So I went to this yoga class and made it all the way through, and at the end I'm lying on my mat in savasana with my eyes closed and the teacher walks by and leans down and puts her hands on my shoulders and presses them down into the mat.

And now I'm thinking- I got an adjustment in savasana. Apparently I can't even lie on the floor right.

Is it possible to lie on the floor incorrectly?

Gravitationally Challenged (and never going back to that class)

Dear Gravi C.,

I’m sure that you were lying on the floor quite masterfully, enjoying your well-deserved final relaxation. So why did your teacher touch you?

In yoga classes, your teacher may touch you with different intentions. An adjustment, as you’ve alluded, can be considered a kind of correction. It can be a light touch, used to communicate that you should try to bend your knee a little deeper here, ground into your foot there, open your hip in this pose but not in that one. Though the idea of a correction may seem judgmental, in most cases it’s really just another tool for teachers to help you practice safely. Sometimes, as a teacher, you’ve demonstrated the pose, you’ve given precise verbal directions for how to do it and then you look around the room and realize that your message isn’t getting through.
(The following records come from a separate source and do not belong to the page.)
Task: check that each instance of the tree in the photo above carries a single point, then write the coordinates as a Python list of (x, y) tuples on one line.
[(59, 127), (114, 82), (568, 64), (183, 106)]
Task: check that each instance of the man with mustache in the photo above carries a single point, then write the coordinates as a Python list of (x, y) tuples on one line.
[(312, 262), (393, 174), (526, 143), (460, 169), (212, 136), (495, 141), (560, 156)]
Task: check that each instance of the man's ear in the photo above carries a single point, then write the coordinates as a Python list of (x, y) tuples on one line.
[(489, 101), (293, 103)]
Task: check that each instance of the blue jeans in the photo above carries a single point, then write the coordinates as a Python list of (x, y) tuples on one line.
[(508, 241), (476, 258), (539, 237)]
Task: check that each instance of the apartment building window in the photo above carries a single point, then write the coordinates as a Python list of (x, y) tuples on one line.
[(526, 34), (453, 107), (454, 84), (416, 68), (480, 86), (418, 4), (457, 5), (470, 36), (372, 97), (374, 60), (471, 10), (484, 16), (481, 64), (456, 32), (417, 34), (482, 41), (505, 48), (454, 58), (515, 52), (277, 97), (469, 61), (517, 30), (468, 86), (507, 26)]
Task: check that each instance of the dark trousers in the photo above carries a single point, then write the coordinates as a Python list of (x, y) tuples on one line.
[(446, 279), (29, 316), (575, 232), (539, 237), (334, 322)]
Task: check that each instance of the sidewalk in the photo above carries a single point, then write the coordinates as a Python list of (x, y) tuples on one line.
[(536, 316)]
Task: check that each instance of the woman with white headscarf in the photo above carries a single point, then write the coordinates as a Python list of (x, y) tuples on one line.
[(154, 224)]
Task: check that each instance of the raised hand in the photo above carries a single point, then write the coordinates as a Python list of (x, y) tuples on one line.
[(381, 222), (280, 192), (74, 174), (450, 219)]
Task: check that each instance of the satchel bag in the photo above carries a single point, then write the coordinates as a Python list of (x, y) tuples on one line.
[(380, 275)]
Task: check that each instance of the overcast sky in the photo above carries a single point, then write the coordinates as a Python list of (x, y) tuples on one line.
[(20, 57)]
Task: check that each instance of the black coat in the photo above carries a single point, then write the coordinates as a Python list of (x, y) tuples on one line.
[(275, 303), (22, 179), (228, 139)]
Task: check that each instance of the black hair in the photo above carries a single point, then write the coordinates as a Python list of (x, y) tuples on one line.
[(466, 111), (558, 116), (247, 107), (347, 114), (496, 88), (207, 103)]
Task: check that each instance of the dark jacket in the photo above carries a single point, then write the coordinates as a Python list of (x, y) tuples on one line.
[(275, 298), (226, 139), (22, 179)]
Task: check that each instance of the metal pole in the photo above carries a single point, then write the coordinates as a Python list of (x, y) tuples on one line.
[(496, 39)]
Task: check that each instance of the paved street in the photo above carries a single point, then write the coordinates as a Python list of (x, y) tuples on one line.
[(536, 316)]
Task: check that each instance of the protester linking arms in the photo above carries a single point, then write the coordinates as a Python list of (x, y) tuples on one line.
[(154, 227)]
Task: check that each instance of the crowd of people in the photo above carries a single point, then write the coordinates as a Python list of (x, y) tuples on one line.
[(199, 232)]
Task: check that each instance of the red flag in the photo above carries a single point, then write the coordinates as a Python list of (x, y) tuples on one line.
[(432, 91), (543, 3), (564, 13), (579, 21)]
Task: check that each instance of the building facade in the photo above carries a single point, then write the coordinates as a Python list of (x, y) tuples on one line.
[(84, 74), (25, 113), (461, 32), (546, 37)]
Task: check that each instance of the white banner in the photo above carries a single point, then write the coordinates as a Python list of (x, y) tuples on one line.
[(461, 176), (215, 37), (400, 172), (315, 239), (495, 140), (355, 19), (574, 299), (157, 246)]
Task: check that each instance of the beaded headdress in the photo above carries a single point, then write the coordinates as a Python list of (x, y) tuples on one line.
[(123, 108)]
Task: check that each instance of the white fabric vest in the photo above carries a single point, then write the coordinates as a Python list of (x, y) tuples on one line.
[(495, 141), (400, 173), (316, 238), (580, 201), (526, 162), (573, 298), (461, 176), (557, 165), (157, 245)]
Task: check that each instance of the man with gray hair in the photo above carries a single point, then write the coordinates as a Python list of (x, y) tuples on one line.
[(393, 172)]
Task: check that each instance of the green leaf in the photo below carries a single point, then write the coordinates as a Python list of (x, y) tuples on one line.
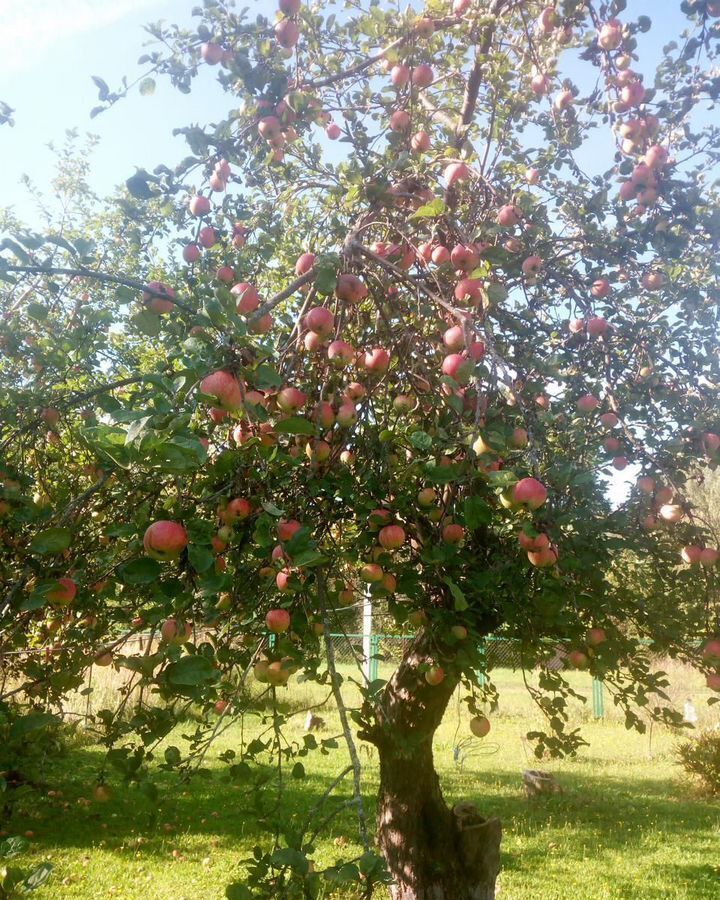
[(191, 671), (271, 508), (266, 377), (295, 425), (173, 756), (201, 558), (125, 295), (140, 571), (13, 846), (308, 557), (461, 603), (32, 722), (38, 877), (496, 292), (54, 540), (420, 440), (326, 280), (430, 210), (137, 430), (292, 859), (238, 891)]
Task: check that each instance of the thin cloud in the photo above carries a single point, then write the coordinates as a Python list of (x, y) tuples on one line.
[(27, 30)]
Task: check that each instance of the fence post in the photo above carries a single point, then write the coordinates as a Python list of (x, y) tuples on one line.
[(374, 650), (368, 636), (598, 699), (481, 677)]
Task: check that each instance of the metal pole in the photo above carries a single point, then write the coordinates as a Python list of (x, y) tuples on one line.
[(598, 699), (368, 648)]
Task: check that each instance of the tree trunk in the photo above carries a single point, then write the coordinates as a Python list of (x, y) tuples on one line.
[(433, 852)]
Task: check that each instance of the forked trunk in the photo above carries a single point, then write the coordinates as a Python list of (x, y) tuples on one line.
[(433, 852)]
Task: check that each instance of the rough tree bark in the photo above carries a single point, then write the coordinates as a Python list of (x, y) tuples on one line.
[(432, 851)]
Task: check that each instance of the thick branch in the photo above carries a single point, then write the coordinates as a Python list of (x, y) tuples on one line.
[(97, 276), (447, 22), (282, 295)]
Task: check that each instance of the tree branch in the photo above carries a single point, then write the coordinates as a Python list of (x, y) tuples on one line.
[(97, 276)]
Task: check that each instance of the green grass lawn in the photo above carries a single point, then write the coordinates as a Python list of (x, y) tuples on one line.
[(627, 826)]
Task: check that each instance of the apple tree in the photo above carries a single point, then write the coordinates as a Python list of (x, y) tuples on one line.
[(392, 326)]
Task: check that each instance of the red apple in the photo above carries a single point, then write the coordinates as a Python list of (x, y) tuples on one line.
[(277, 620), (199, 206), (420, 142), (223, 386), (391, 537), (64, 593), (595, 636), (165, 540), (530, 492), (248, 297), (377, 360)]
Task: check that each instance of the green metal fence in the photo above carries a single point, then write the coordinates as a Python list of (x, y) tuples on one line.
[(499, 653)]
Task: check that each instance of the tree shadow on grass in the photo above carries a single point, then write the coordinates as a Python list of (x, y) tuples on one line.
[(606, 814)]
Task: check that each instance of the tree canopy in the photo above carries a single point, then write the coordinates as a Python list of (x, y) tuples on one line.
[(387, 328)]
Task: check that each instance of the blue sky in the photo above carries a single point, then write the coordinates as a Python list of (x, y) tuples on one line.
[(49, 51)]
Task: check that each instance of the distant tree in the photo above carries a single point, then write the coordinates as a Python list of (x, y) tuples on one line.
[(398, 366)]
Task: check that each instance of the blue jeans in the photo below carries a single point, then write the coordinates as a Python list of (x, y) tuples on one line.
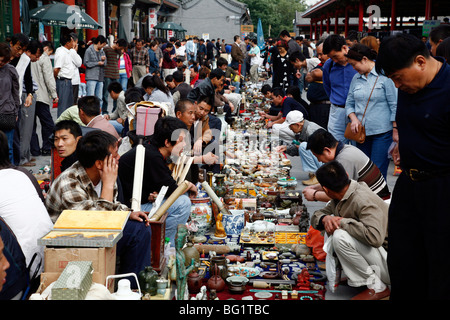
[(81, 90), (337, 121), (237, 85), (65, 95), (179, 213), (10, 138), (94, 88), (43, 113), (376, 148), (134, 249), (309, 161), (123, 81), (105, 97)]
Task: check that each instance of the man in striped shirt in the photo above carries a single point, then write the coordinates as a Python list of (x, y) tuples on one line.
[(359, 167), (140, 60), (112, 53)]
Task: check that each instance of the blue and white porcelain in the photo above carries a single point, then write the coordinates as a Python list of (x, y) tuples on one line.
[(234, 222)]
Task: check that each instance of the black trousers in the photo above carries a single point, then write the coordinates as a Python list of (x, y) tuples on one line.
[(43, 113), (419, 239)]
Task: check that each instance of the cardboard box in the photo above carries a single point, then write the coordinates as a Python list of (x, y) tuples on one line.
[(56, 259), (146, 118), (74, 282), (158, 240)]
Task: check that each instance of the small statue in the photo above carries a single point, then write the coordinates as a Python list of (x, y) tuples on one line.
[(303, 280), (218, 216), (220, 230), (304, 221), (182, 270)]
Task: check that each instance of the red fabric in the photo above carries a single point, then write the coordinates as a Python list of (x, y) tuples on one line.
[(315, 240), (226, 294)]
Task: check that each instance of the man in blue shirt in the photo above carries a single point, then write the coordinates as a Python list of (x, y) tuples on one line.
[(287, 105), (337, 76), (419, 214)]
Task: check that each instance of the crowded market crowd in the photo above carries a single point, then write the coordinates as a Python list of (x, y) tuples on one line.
[(394, 89)]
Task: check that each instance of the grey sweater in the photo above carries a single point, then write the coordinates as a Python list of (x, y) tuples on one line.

Some people also need the physical sensation of a manual adjustment. This can get into a tricky area pretty quickly, as some students have a strong aversion to being touched at all while others may have an injury or other reason for doing the pose a different way. Communication is key. You don’t have to accept an adjustment from your teacher if it hurts you or it feels invasive. More and more teachers are asking at the beginning of class if anyone wants to opt out of adjustments or has an injury. It’s important to speak up if asked or volunteer this information if you feel especially strongly about it.
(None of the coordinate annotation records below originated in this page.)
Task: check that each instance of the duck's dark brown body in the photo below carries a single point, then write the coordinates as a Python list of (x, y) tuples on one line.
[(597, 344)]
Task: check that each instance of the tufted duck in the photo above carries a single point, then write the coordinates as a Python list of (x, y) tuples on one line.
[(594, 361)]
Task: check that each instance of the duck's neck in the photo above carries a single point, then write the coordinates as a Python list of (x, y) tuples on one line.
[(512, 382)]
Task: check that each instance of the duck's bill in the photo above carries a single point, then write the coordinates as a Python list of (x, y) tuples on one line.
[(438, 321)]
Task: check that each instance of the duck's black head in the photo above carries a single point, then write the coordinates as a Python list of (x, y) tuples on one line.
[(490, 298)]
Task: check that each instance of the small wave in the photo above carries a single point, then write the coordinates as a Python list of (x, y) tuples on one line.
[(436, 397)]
But, lest I digress too far, the type of touch that you received in savasana is not what I would called an adjustment, Instead, it falls under the other type of touch you may get in class: an assist. An assist brings you deeper into a position to help you go further than you can on your own or, depending the pose, because it feels really good. The later would include things like pressure on your hips in child's pose or pulling back on your hips in downward facing dog just because it generally feels amazing. It’s not about correction, it’s about pleasure and comes from a caring place of connection.
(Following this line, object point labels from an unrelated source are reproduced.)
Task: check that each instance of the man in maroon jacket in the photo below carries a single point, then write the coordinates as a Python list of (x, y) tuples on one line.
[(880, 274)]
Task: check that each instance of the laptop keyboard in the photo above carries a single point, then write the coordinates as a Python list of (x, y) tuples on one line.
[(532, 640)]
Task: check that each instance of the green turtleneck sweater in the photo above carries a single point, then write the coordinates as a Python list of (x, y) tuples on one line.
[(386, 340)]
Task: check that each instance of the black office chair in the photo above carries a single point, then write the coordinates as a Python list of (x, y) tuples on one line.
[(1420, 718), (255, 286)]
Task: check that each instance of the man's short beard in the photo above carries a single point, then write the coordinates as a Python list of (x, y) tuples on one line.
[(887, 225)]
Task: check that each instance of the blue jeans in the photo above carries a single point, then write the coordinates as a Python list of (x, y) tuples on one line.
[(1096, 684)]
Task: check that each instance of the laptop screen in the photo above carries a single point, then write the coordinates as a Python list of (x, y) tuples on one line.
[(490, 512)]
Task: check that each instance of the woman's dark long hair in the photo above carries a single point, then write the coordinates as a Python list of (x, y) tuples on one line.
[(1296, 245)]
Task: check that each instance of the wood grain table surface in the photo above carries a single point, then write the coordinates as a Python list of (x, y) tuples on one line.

Some teachers have a whole routine they go through with each student as he or she lies in savasana. This may include pressing on the shoulders, lifting the feet to stretch your legs, lifting the head to stretch your neck and massaging the brow or hairline. You may not enjoy these touches and that’s ok. It’s a perfectly valid reason to find another class, since the synergetic relationship between you and your teacher is key to your ongoing practice. However, I'd bet my bottom dollar that this teacher's touch was not intended as criticism but was about sharing the love.